Typically, liquid droplets adopt a spherical morphology in order to minimize their surface area and hence minimize their surface energy. However, this process can be arrested to give non-spherical droplet morphologies if an opposing elasticity is applied, either inside or at the surface of the droplet. For example, elasticity can be introduced internally by growing or encapsulating rigid filaments within emulsion droplets, as has been demonstrated in aqueous drops using actin filaments [1] and in oil droplets using wax crystals [2,3]. In the latter case, it was shown that anisotropic droplet morphologies could be arrested by the internal rigidity. Similarly, it is known that highly anisotropic morphologies result from arrested partial coalescence between solid fat droplets in ice cream [4]. Interfacial stabilization of anisotropic liquid droplets and air bubbles has been achieved using a variety of different methods. Jamming of colloidal particles at interfaces has been shown to stabilize a range of non-spherical arrested morphologies, including anisotropic emulsion droplets [5-7] and air bubbles [8], bicontinuous structures (bijels) [9] and recently water-in-air ‘liquid plasticine’ [10]. Anisotropic droplets have also been created using systems that do not use colloidal particles. For example, faceted droplets and droplets with tails have been formed via interfacial freezing of hexadecane and a surfactant; in this system, the interfacial elastic energy could overcome the near-zero interfacial tension [11,12]. Proteins have also been used to stabilize anisotropic structures. Specifically, a class of fungal proteins called hydrophobins were able to stabilize anisotropic air bubbles [13] and emulsion droplets [14], as well as being able to deform sessile drops of water in air [15].

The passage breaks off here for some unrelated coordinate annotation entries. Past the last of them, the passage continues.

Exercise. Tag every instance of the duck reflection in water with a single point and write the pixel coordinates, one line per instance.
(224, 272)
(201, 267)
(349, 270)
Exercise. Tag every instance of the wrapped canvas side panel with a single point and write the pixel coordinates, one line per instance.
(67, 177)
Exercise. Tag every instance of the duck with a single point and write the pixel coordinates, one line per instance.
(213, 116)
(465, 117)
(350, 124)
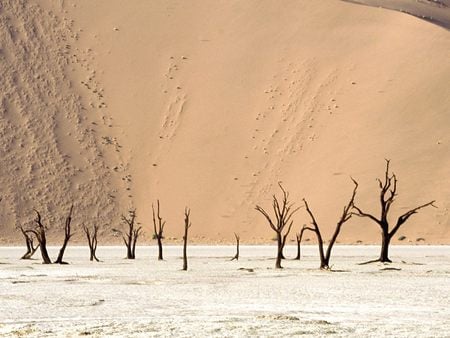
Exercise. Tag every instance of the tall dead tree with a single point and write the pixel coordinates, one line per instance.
(346, 215)
(131, 236)
(236, 256)
(187, 225)
(388, 193)
(92, 241)
(283, 211)
(298, 237)
(158, 229)
(67, 235)
(31, 249)
(39, 232)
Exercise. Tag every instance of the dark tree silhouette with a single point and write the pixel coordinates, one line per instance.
(92, 241)
(158, 228)
(31, 249)
(67, 236)
(388, 193)
(236, 256)
(39, 232)
(299, 237)
(187, 225)
(346, 215)
(283, 213)
(132, 234)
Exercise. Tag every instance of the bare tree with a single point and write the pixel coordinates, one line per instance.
(92, 241)
(346, 215)
(388, 193)
(158, 228)
(299, 237)
(39, 232)
(187, 225)
(67, 235)
(236, 257)
(31, 249)
(283, 213)
(130, 238)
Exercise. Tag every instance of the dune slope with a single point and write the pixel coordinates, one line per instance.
(209, 105)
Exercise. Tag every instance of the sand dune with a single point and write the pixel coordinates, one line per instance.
(434, 11)
(211, 104)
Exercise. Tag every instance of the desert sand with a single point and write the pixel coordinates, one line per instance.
(110, 106)
(220, 298)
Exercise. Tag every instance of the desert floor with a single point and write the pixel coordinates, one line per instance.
(219, 297)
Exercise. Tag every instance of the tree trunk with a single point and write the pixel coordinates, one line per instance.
(298, 250)
(185, 251)
(160, 256)
(323, 259)
(236, 256)
(44, 253)
(61, 253)
(30, 245)
(385, 241)
(280, 246)
(279, 251)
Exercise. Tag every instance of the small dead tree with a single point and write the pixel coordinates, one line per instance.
(31, 249)
(92, 241)
(283, 213)
(236, 257)
(388, 193)
(67, 235)
(187, 225)
(158, 229)
(346, 215)
(131, 236)
(299, 237)
(39, 232)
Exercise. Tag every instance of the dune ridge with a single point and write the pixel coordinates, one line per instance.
(210, 105)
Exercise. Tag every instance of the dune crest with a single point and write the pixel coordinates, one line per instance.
(210, 105)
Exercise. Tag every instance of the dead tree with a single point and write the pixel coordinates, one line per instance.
(283, 214)
(299, 237)
(388, 193)
(67, 235)
(346, 215)
(92, 241)
(130, 237)
(31, 249)
(187, 225)
(158, 228)
(236, 257)
(39, 232)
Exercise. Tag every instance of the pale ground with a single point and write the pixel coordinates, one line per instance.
(216, 298)
(209, 104)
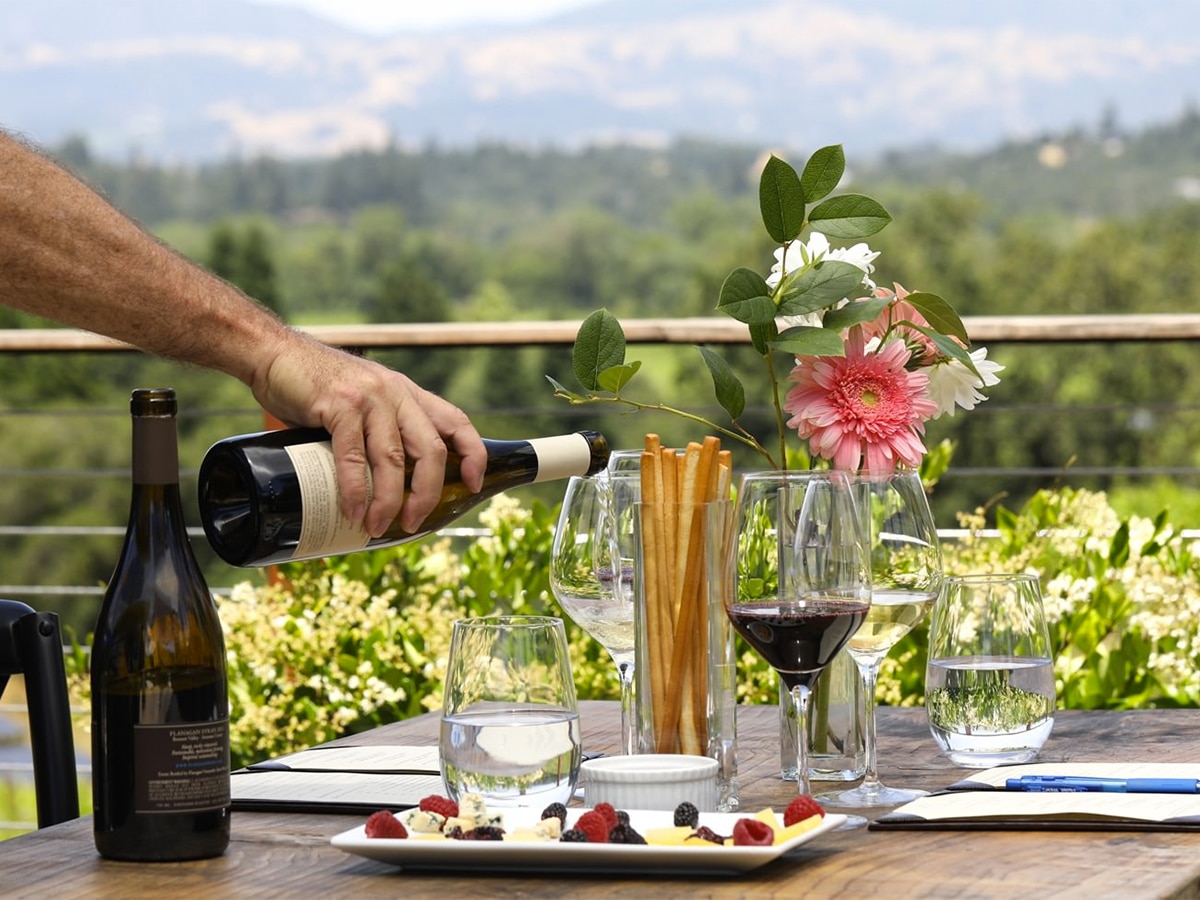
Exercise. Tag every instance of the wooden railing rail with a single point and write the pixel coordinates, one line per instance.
(714, 330)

BslA is a bacterial protein from Bacillus subtilis [16-19] that is similar in function to the fungal hydrophobins, although it is distinct in terms of structure, sequence and mechanism of action [20,21]. In vitro studies elucidated that the purified protein is surface active due to a conformational change that occurs only once the protein encounters a hydrophobic interface [21]. Further, we have previously shown that BslA can form an elastic film at both oil–water and air–water interfaces [20,21] and that the elastic film can stabilize anisotropic air bubbles [22]. Such qualities make BslA an excellent candidate for stabilizing emulsions. Indeed, the study that demonstrated the conformational change at the oil–water interface used BslA-stabilized emulsions for that purpose [21], and functionalized emulsion ‘microcapsules’ have been prepared using BslA as the stabilizer [23].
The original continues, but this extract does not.